The Civil Rights Act passed, finally ending the reprehensible practices of segregation, but the liberal progressive policies passed during these last nearly five decades have perhaps done more damage to black Americans’ prospects than the overtly racist policies of the past. Unemployment in the black community remains above 15 percent overall, and almost 40 percent for black teens. Food Stamp enrollment, an indicator of financial failure, is up, and nearly three-quarters of all black children do not live with their biological fathers.

Welfare policies first championed by President Lyndon Johnson, supposedly to aid single mothers, have instead worked perversely to incentivize more young women to have children out of wedlock.

High minimum wages advocated by labor unions — from whom Democrats receive tremendous financial support — mean employers are less apt to hire unskilled black youths, or any youths for that matter.

For the left, “spending on education” means job protection and preserving benefits for teachers. It doesn’t mean actually improving education for students in public schools, where black students can build a foundation for economic advancement.

Even urban planning policies have a deleterious effect on the economic progress of black Americans. In cities like San Francisco, severe building restrictions drive real estate prices through the roof, making neighborhoods unaffordable to many black families.

Inner cities like Detroit are beginning to resemble combat zones.

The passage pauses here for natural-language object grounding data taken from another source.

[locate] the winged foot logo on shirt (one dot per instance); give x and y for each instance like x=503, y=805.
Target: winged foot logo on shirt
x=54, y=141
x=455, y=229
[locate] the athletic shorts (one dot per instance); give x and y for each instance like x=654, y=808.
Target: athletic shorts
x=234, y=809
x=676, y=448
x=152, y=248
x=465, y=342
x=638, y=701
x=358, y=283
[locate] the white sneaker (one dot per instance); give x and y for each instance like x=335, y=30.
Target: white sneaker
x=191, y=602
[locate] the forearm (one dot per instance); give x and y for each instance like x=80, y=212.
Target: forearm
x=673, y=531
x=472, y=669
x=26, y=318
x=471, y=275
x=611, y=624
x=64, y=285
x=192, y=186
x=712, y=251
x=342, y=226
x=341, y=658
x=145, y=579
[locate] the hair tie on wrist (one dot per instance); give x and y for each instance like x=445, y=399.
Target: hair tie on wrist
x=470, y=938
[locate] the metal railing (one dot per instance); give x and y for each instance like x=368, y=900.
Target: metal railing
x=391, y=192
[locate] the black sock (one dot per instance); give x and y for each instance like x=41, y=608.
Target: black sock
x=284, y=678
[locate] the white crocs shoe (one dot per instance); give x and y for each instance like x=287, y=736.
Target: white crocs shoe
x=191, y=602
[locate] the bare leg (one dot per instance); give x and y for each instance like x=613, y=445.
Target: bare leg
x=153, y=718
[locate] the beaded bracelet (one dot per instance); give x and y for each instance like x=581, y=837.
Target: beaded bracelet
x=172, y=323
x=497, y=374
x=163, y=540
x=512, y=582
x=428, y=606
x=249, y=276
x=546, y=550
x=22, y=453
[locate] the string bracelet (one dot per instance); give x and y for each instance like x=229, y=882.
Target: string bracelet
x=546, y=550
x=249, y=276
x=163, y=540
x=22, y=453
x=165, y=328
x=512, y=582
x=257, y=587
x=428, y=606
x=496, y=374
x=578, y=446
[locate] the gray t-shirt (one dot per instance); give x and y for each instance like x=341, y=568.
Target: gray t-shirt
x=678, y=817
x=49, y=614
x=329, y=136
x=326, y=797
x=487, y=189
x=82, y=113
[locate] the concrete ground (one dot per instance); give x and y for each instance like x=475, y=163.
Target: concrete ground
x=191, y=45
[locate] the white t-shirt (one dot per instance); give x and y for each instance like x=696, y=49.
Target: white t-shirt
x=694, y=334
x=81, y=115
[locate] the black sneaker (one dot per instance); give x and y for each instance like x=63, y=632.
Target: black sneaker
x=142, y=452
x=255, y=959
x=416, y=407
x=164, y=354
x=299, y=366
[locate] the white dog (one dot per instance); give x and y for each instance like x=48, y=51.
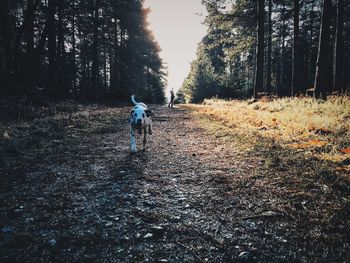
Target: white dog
x=140, y=120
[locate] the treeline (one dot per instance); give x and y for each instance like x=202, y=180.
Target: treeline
x=79, y=49
x=271, y=47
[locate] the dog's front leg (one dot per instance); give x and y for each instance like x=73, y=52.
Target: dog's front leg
x=132, y=140
x=144, y=138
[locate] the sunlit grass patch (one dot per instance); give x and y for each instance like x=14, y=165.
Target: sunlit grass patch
x=318, y=128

We were supposed to be living in a post-racial America since we elected the first “African-American” president. That’s hardly the case.

Black Americans seek opportunity; liberals instead promote dependency by way of expanding the society of those in poverty and on government subsistence via food stamps.

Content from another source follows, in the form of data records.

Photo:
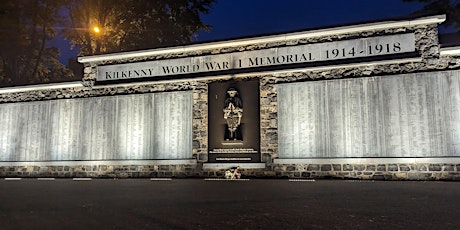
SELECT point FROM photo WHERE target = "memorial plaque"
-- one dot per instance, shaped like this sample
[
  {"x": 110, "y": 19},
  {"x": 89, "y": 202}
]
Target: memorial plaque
[
  {"x": 328, "y": 51},
  {"x": 234, "y": 121}
]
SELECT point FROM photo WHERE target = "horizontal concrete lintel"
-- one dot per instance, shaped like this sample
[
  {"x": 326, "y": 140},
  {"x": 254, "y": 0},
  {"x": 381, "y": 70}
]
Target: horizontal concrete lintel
[
  {"x": 438, "y": 160},
  {"x": 112, "y": 162},
  {"x": 266, "y": 39},
  {"x": 62, "y": 85},
  {"x": 230, "y": 165}
]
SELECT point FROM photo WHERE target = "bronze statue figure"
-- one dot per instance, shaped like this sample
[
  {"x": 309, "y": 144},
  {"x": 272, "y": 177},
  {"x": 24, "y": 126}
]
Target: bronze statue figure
[{"x": 233, "y": 111}]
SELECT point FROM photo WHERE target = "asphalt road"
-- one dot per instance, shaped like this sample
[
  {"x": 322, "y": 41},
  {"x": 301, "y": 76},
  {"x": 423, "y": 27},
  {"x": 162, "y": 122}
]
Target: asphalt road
[{"x": 254, "y": 204}]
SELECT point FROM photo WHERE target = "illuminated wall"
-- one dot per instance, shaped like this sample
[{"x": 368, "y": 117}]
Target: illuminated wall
[
  {"x": 142, "y": 126},
  {"x": 408, "y": 115}
]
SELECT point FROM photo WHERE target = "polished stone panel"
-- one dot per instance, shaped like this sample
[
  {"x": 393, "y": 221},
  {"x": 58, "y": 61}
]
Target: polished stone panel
[
  {"x": 409, "y": 115},
  {"x": 127, "y": 127}
]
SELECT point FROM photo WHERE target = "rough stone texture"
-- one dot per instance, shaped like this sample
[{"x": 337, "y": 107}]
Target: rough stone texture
[
  {"x": 268, "y": 112},
  {"x": 427, "y": 47},
  {"x": 200, "y": 122}
]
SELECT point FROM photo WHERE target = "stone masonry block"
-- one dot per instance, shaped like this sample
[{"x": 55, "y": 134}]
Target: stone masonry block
[
  {"x": 404, "y": 167},
  {"x": 435, "y": 167},
  {"x": 326, "y": 167},
  {"x": 313, "y": 167}
]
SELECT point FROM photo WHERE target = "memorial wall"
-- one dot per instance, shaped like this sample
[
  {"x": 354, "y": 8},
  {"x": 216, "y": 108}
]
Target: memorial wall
[
  {"x": 374, "y": 101},
  {"x": 405, "y": 115},
  {"x": 125, "y": 127}
]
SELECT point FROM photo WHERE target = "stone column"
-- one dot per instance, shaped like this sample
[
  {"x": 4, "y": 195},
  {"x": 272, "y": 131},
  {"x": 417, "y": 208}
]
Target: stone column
[
  {"x": 200, "y": 122},
  {"x": 268, "y": 119}
]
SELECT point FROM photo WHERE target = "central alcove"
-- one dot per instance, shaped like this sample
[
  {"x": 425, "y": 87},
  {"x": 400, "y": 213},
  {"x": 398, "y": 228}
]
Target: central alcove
[{"x": 242, "y": 144}]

America rewards diligence and determination, but liberalism redistributes the fruits of labor and effort to those who have had their hopes and dreams stolen by the lie of low expectations.

Even PBS host Tavis Smiley was forced to admit to Sean Hannity on Fox News, “The data is going to indicate sadly that when the Obama administration is over, black people will have lost ground in every single leading economic indicator category.”

But the tide is turning. High profile black endorsements for Christie, along with Elbert Guillory’s impassioned explanation as to why he left the Democratic Party, demonstrate a political awakening in the black community. It is beginning with small but significant ripples which are spreading across the country.

The only way for black Americans — for all Americans — to enjoy the full fruits of economic freedom is by once again embracing the spirit of individualism and self-determination laid out in our Constitution. That spirit is exemplified by true black leaders, such as Frederick Douglass and Booker T. Washington. It is only by abandoning the damaging liberal progressive policies and throwing off the shackles of the victim mentality that black Americans can finally be “free at last.”